C'est à 400 kilomètres de leur foyer, déplacés dans un camp de tentes près d'Al-Bab dans le nord-ouest de la Syrie, qu'ils ont découvert samedi que des raids ont été menés par Washington, Paris et Londres contre des cibles militaires du régime.
Ces frappes sont une réponse à une attaque chimique présumée qualifiée de "monstrueuse" par le président américain Donald Trump et qui avait visé leur ville d'origine, aujourd'hui sous contrôle du régime.
Pour Nadia Sidaoui, rencontrée par un correspondant de l'AFP dans ce camp de déplacés, les sentiments se mêlent après cette action des Occidentaux.
"Nous sommes contents de voir que quelqu'un a enfin senti qu'on existait", glisse cette mère de huit enfants. Mais, ajoute-t-elle, "les frappes menées n'ont pas eu vraiment d'impact" sur Bachar al-Assad.
Douma, dans la Ghouta orientale près de Damas, avait été une des premières villes à se rebeller contre le président syrien en 2011 dans la foulée des Printemps arabes.
Après la répression dans le sang par le régime de manifestations pacifiques en faveur de réformes démocratiques, la Syrie avait alors basculé dans une guerre qui a fait plus de 350.000 morts.

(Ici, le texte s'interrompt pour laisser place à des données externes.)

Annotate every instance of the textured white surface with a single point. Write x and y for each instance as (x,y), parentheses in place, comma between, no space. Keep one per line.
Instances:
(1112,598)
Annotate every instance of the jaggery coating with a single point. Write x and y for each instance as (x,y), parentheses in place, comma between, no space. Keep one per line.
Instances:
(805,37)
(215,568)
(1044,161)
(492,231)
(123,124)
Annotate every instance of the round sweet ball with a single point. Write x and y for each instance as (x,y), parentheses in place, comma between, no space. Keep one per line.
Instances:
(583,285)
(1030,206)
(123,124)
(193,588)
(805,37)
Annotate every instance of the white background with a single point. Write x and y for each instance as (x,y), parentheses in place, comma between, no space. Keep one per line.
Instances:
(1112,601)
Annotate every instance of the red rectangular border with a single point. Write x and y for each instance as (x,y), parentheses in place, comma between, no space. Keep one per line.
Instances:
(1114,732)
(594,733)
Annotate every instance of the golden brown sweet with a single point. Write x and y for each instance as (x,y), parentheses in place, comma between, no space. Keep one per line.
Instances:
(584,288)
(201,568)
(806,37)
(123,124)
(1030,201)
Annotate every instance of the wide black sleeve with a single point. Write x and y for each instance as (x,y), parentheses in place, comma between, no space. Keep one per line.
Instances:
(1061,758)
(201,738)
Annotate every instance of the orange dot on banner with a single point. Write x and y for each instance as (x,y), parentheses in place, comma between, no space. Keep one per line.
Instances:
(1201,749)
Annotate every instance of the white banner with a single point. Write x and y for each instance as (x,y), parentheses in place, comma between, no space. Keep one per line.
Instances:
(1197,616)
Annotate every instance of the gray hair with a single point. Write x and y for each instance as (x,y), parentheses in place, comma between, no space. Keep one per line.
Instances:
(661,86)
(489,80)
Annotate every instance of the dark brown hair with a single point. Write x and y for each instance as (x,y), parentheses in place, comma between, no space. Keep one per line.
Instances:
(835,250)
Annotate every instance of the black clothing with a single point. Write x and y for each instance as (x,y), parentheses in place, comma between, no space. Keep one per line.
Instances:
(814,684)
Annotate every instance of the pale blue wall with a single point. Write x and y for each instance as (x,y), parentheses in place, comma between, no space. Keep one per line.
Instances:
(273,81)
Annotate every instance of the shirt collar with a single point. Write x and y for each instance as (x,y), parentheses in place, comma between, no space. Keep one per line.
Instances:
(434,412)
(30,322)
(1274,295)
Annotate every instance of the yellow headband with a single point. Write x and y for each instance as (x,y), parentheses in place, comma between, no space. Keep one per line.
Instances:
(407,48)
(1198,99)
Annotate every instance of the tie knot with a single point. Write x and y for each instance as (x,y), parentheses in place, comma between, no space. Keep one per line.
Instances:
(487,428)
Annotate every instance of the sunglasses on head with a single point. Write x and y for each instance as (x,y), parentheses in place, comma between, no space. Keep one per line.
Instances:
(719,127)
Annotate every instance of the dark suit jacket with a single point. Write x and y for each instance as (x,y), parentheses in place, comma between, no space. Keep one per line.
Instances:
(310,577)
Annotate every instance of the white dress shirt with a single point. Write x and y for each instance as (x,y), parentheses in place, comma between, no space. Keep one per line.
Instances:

Assiégés pendant cinq ans et soumis ces dernières semaines à des bombardements intenses et dévastateurs, les rebelles et des civils de Douma, comme Nadia Sidaoui, ont finalement accepté d'être évacués vers des zones rebelles dans le nord-ouest du pays.
Après ces années de souffrances --l'ONU a parlé d'enfer sur terre dans la Ghouta orientale-- ils attendent davantage des Occidentaux.
Ils doivent "se venger de la Russie, de l'Iran et du régime, qu'ils nous débarrassent d'eux le plus vite possible parce qu'ils ont occupé notre pays et notre terre", peste-t-elle, en allusion aux combattants russes et aux milices chiites pro-iraniennes qui soutiennent les forces gouvernementales.
"On souhaite le voir (Bachar al-Assad) souffrir sans mourir, comme nous nous avons souffert", s'emporte-t-elle.
"Piqûre d'anesthésie"
Pour Ahmad, les frappes de samedi, ponctuelles et ciblées, ne sont "qu'une piqûre d'anesthésie".
"S'ils ne poursuivent pas les frappes, Assad ne va pas tomber. Ils vont bombarder un ou deux jours, puis le régime va de nouveau utiliser la force contre nous", déplore ce mécanicien de 25 ans.
Depuis plus de sept ans que dure la guerre civile, "tout le monde nous a déçus, tout le monde nous a vendus", estime Ahmad.
"Nous ne sommes pas dupes. Cette comédie ne passe plus", lâche de son côté Abou Adnane al-Doumani, 42 ans.
"Les Etats-Unis, la France et le Royaume-Uni ont toujours dit qu'ils étaient les amis du peuple syrien. Ils se sont avérés être nos premiers ennemis car Bachar al-Assad est en réalité leur chouchou. Ils le laissent faire ce qu'il veut, en le rassurant que le Conseil de sécurité (de l'ONU) existe et que la Russie peut utiliser son veto" pour bloquer des actions contre lui, estime-t-il.
Il ne s'avère pas plus tendre contre les pays arabes.
"Pour moi, tout le peuple arabe est traître. Il n'y pas eu une seule manifestation dans la région en soutien au peuple syrien ou pour dénoncer l'usage d'armes chimiques", ajoute Abou Adnane al-Doumani.
Saleh Ibrahim, un jeune homme de 26 ans qui s'est battu dans les rangs du groupe rebelle islamiste Jaich al-Islam à Douma, n'est "pas optimiste" sur les conséquences des frappes occidentales.
Sa faction, qui tenait Douma, a été la dernière à quitter la Ghouta orientale après avoir accepté un accord d'évacuation au lendemain de l'attaque chimique présumée.
"On espère quand même, surtout dans notre situation de réfugiés, que les Occidentaux auront pitié des familles déplacées, qu'ils délogent Bachar al-Assad et qu'on puisse revenir chez nous", explique-t-il.
Ahmad le mécanicien veut aussi revenir dans la Ghouta. "J'espère qu'un jour, nous reviendrons dans notre région et que nous la reprendrons à ce régime corrompu et perfide".